The smart video surveillance system is designed to observe the activities of people nearby for safety concerns. This smart video surveillance can be installed at malls, public areas, banks, businesses, and ATM machines. The field of network surveillance research is rapidly expanding. The cause for this is the global insecurity that is occurring in great extent. As a result, an intelligent monitoring system that gathers data in real time, communicates, analyses, and interprets information about individuals being observed is required. Video surveillance systems are in great demand due to increasing safety concerns.
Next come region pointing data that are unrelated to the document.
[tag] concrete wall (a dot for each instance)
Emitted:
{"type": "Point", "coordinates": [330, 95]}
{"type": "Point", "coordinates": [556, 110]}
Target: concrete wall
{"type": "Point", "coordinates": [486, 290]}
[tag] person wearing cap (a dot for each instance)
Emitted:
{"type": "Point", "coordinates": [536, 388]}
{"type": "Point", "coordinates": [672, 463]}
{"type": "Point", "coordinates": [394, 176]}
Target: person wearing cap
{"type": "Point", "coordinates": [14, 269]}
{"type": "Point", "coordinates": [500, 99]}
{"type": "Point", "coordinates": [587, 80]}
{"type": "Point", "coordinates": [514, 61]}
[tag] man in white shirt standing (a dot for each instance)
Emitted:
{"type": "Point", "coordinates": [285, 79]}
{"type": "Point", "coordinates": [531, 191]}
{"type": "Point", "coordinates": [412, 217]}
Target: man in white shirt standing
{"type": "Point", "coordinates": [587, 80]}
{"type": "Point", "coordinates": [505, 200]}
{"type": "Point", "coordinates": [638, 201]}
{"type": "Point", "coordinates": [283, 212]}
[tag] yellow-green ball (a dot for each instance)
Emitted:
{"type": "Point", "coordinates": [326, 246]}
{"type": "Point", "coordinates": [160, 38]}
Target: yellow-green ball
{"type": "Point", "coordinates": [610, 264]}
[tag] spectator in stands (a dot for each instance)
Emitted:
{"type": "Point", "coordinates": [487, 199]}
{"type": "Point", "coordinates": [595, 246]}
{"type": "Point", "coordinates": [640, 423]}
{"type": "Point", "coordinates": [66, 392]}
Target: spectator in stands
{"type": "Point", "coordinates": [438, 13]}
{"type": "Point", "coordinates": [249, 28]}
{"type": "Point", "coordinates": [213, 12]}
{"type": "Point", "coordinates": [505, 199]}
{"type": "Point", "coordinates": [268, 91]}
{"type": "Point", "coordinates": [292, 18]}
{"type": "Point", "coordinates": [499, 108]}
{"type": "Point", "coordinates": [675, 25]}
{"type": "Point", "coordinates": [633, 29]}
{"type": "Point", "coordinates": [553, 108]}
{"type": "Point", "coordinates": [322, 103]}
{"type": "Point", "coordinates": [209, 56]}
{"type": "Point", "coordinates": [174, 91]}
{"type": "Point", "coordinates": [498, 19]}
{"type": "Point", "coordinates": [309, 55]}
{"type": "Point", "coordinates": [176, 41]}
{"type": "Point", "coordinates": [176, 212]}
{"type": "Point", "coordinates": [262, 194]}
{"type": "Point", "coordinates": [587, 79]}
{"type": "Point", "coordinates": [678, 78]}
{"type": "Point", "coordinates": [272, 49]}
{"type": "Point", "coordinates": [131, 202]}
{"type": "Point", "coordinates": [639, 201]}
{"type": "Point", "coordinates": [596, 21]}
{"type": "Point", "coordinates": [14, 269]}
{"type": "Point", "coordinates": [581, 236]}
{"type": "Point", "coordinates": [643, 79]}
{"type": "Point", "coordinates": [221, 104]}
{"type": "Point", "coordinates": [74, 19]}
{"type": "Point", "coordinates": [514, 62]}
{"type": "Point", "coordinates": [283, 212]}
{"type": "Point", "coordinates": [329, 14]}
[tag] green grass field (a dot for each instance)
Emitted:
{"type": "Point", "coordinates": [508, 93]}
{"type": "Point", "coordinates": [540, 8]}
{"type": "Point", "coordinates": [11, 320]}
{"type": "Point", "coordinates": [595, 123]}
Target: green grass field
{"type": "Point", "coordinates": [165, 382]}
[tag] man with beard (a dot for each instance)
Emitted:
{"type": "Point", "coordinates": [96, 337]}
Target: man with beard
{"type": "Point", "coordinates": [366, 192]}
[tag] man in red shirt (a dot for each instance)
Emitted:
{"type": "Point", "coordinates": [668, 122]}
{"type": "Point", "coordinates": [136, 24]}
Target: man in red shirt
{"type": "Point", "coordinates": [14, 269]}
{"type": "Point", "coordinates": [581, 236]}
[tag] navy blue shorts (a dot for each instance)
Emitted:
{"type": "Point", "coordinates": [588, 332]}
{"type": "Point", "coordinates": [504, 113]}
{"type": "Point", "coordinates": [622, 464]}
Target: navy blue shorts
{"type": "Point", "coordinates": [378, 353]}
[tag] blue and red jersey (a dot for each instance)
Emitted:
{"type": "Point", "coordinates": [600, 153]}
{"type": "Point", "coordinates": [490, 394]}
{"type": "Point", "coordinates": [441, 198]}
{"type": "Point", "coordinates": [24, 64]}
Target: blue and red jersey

The automated anomaly detection systems are much better since they require almost negligible human intervention and can more accurately detect anomalies. Besides this, the data can be easily stored and retrieved with the help of the video surveillance system. Video surveillance systems may be used for a variety of purposes, including traffic monitoring and anomaly detection. The study describes how three- dimensional deep neural networks are used to learn spatiotemporal elements of video feeds that can be used in our smart surveillance system.

Keywords: Automated anomaly detection, deep neural networks, spatiotemporal, video surveillance system, CNN

How to cite this article: Swati Verma, Vikas Jaiswal, Radhey Shyam. Intensifying Security with Smart Video Surveillance. Recent Trends in Programming languages. 2023; ():-.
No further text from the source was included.